My new orthotics seem to be helping. I'm not over the bastard plantar fasciitis yet or anything, so it's not time to have a party over it, but I think there's a good chance I'm on the right track.

I think when it's finally over, though, I really will have a party. I can't think of a better reason to celebrate than a return to good health.

Here's hoping it's sooner rather than later.

Some neighborhood hoodlums broke a window in our house. It was a giant ruckus and basically terrible. Mostly for reasons that had nothing to do with the window breaking and everything to do with Scott running after the children who did it and then not coming back or calling me for nearly an hour while I imagined the group of them pushing him down and kicking him in the head and leaving him dead in a ditch.

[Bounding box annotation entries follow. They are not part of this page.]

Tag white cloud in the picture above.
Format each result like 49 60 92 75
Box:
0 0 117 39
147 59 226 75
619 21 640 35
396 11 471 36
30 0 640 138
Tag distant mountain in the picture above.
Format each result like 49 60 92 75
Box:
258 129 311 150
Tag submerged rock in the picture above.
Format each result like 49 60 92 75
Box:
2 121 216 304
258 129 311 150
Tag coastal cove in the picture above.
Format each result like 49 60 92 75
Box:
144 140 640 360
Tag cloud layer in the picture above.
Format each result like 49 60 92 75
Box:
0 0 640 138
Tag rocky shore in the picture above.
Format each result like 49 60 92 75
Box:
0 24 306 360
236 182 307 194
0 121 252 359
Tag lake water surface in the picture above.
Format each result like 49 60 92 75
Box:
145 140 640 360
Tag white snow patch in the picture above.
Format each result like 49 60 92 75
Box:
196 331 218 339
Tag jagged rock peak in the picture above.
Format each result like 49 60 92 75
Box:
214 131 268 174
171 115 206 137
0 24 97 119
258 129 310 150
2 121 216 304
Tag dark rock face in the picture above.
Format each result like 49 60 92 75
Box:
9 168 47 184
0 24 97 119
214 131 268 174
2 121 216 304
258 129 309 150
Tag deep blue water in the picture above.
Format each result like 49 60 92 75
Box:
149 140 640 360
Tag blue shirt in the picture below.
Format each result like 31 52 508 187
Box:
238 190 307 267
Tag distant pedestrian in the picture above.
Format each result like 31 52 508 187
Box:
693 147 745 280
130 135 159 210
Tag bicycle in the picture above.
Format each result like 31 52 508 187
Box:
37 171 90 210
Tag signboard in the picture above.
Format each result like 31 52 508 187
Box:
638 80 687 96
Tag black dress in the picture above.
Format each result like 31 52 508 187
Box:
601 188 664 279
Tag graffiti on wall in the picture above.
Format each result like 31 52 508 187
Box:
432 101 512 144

I'll say this: Scott runs like a gazelle. He's in great shape and he caught up with those kids before they even knew what hit them. I think the children know now that they can't fuck with us, because if they do, Scott will chase them and then talk with them about why they broke our window, while they all claim they had nothing to do with it (then why were they running away as soon as the window broke, pray?). Of course, we can't prove that any one of them was the one that broke it, so even though we made a report, basically the cops can't do anything. So frustrating!

Those fucking kids are ballsy, though. They did it while we were right there! Sweet god.

I bought us new cell phones (I got the black one; the Count got purple). They're much fancier than our old cell phones. I also bought myself a blue tooth device called Jawbone, which is apparently the top of the line. Now I get to walk around like one of those assholes with a bluetooth device in my ear in public. Don't worry. I'm not going to be that guy. I totally promise. I only got it because I sometimes have to be on conference calls for work and it's hard to be on the phone for an hour on a cell phone without hurting my arm, neck and ear. I'm just a human.

They sure do soak you for this bullshit. However, unlike basically everyone else in America, we sent in our rebate forms, so they're giving us some cash-money back.

It was really time for me to get a new one. I'd had my old one for three or more years. Upon my telling her that I got a new cell phone, my old carpool-mate at work pretended to lift up something very heavy, held it to her ear and said, "Hi, I'm Jennifer Myszkowski answering my phone."

Everyone is a comedian.

Story Corps is coming to the Basketball Hall of Fame. I really want to go and interview my dad about this story - either that or I want to interview my sister about, well, everything - either that or I want to haul No-legs down there and interview him about his role in the printing union in the '40s and '50s or accidentally setting off the alarm in San Francisco when he was on night watch during WWII - either that or I can think of about a hundred other topics/people to interview. I only wish I could do it all.

This is my favorite time of year, when it's still warm during the day, but it gets really cool at night and I can sleep with a blanket. It's supposed to be sunny and lovely this weekend, so I'm really excited about everything going on. It's about the busiest weekend of the summer for us so far.

I must spirit myself away to prepare.